To distribute its task to the newly created processes, multiprocessing uses the pickle module from the Python standard library to serialize everything for transmission to processes created/managed through multiprocessing. This includes the data and the function you wish to call, “my_function” in your example. Unfortunately, the way pickle serializes functions is to specify the importable module where that function is defined.

>>> import pickle
>>> data = {'apple': 'red', 'banana': 'yellow'}
>>> pickle.dumps(data)  # Briefly investigate what a dict looks like when pickled.
b'\x80\x04\x95%\x00\x00\x00\x00\x00\x00\x00}\x94(\x8c\x05apple\x94\x8c\x03red\x94\x8c\x06banana\x94\x8c\x06yellow\x94u.'
>>> pickle.dumps(pickle.dumps)  # Pickling a function contains a reference to the module where it is defined ("pickle").
b'\x80\x04\x95\x15\x00\x00\x00\x00\x00\x00\x00\x8c\x07_pickle\x94\x8c\x05dumps\x94\x93\x94.'
>>> def say_hello():
...     print('Hola!')
...
>>> pickle.dumps(say_hello)  # This function was defined in the interactive shell, also known as "__main__".
b'\x80\x04\x95\x1a\x00\x00\x00\x00\x00\x00\x00\x8c\x08__main__\x94\x8c\tsay_hello\x94\x93\x94.'

Later, unpickling pickle.dumps will succeed because the pickle module is importable but unpickling the function I defined in the interactive shell refers to __main__ which is not importable. multiprocessing attempts to catch this problem with unpicklability (an impressive sounding word when said out loud) before it becomes a big problem.

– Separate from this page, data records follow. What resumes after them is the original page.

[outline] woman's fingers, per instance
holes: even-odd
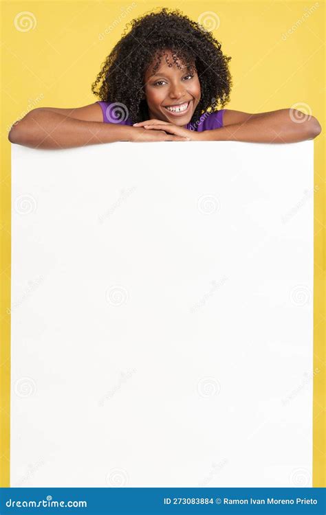
[[[175,136],[182,137],[182,139],[190,140],[191,139],[188,137],[188,136],[184,135],[185,131],[184,128],[182,127],[177,127],[172,124],[169,126],[161,125],[159,124],[156,124],[155,125],[144,125],[144,128],[146,130],[164,130],[165,132],[169,133]]]
[[[133,124],[133,126],[144,127],[144,125],[156,125],[157,124],[159,125],[167,125],[169,123],[169,122],[162,122],[162,120],[153,118],[153,119],[147,119],[144,122],[138,122],[137,124]]]

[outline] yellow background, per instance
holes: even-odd
[[[131,8],[127,10],[128,6]],[[0,486],[10,485],[10,144],[8,131],[16,119],[35,107],[71,108],[96,102],[98,99],[91,92],[91,82],[112,45],[121,36],[125,23],[164,6],[179,8],[196,21],[206,11],[218,15],[219,27],[213,34],[222,43],[223,52],[232,57],[233,87],[226,108],[259,113],[300,104],[303,107],[296,108],[307,113],[311,110],[323,127],[314,141],[313,484],[326,486],[325,3],[310,0],[218,3],[177,0],[162,4],[144,0],[133,3],[127,0],[124,3],[102,0],[11,0],[1,3]],[[17,28],[19,18],[16,25],[14,23],[17,15],[23,11],[32,13],[36,20],[34,27],[25,32]],[[115,20],[118,23],[110,30],[108,27]]]

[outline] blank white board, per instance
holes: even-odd
[[[12,157],[11,486],[311,486],[313,141]]]

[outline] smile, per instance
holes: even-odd
[[[191,100],[189,100],[188,102],[185,102],[183,104],[179,104],[178,105],[163,106],[163,107],[164,107],[164,108],[172,115],[183,115],[188,111],[191,102]]]

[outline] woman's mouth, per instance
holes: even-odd
[[[182,104],[171,104],[171,106],[163,106],[173,116],[182,116],[189,111],[192,100],[184,102]]]

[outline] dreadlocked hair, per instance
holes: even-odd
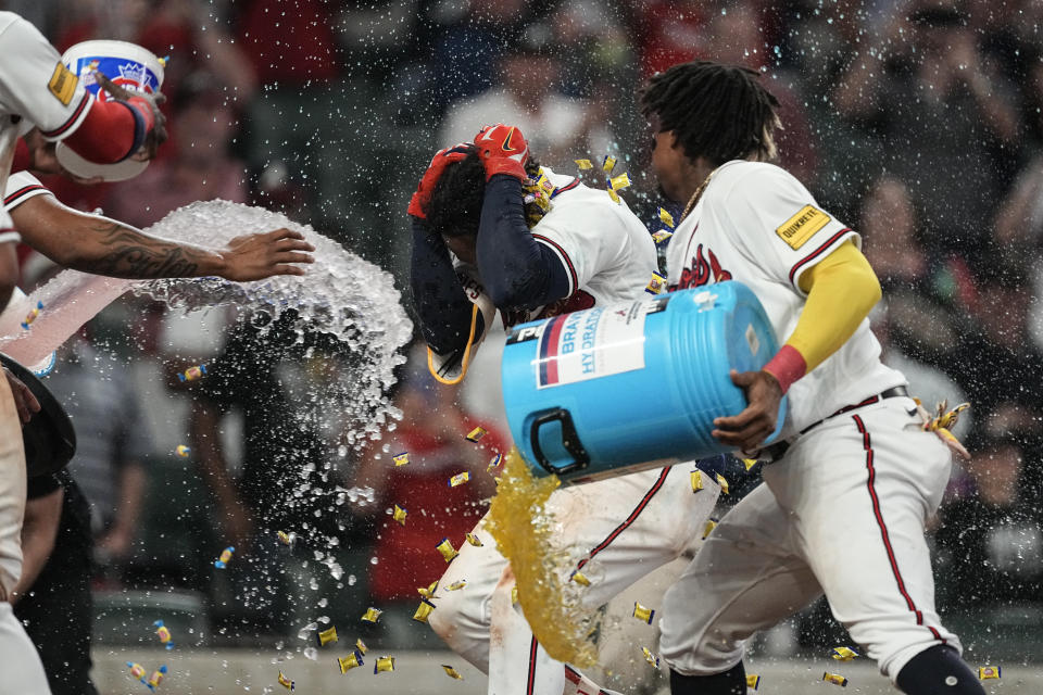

I can suggest a couple of options for you to be able to define new functions whenever you want and successfully pickle and unpickle them in multiprocessing:

  1. As you already suggest, save your function definitions in a Python module (like “test3.py”). To make it especially easy on yourself when using this with KNIME, place this importable Python module in the directory that contains your KNIME Workflow. In your Python node, “import test3” will find this module file in your Workflow’s directory and you should be able to successfully pickle/unpickle it, as required by multiprocessing.
  2. There are other serialization tools for Python that are not part of the Python standard library that can help, especially “cloudpickle” and “dill”. They will permit you to define functions on-the-fly in the Python interactive shell and serialize them in a way that does not require you to store their definition in an importable module.
  3. You might prefer to make use of my example workflow on the KNIME Hub which showcases how to define a function in one Python node without saving its definition in a module file, then serialize it and pass it to downstream Python nodes: Propagate Python Functions Downstream – KNIME Hub

Given that Python already provides these options (e.g. use a module file or use “cloudpickle”, etc.) we can quickly create new Python functions on the fly and use them with pickle and multiprocessing inside KNIME nodes without much effort.

Hope this helps,

Davin

5 Likes

Thanks for your extensive reply.

I did some more “research” and it seems joblib can deal just fine with functions defined inside the Python Script node. (as it uses loky as backend which I think but not entirely sure uses cloudpickle)

Therefore the solution for me is to simply use joblib. To be nitpicking, an example about this somewhere in a blog would be nice.

Basic example (generalized form here untested)

import knime_io as knio
from joblib import Parallel, delayed

def my_func(x):
    return x*x

df = knio.input_tables[0].to_pandas()
df['Square'] = Parallel(n_jobs=6)(delayed(my_func)(i) for i in range(len(df.index)))
knio.output_tables[0] = knio.write_table(df)

This topic was automatically closed 7 days after the last reply. New replies are no longer allowed.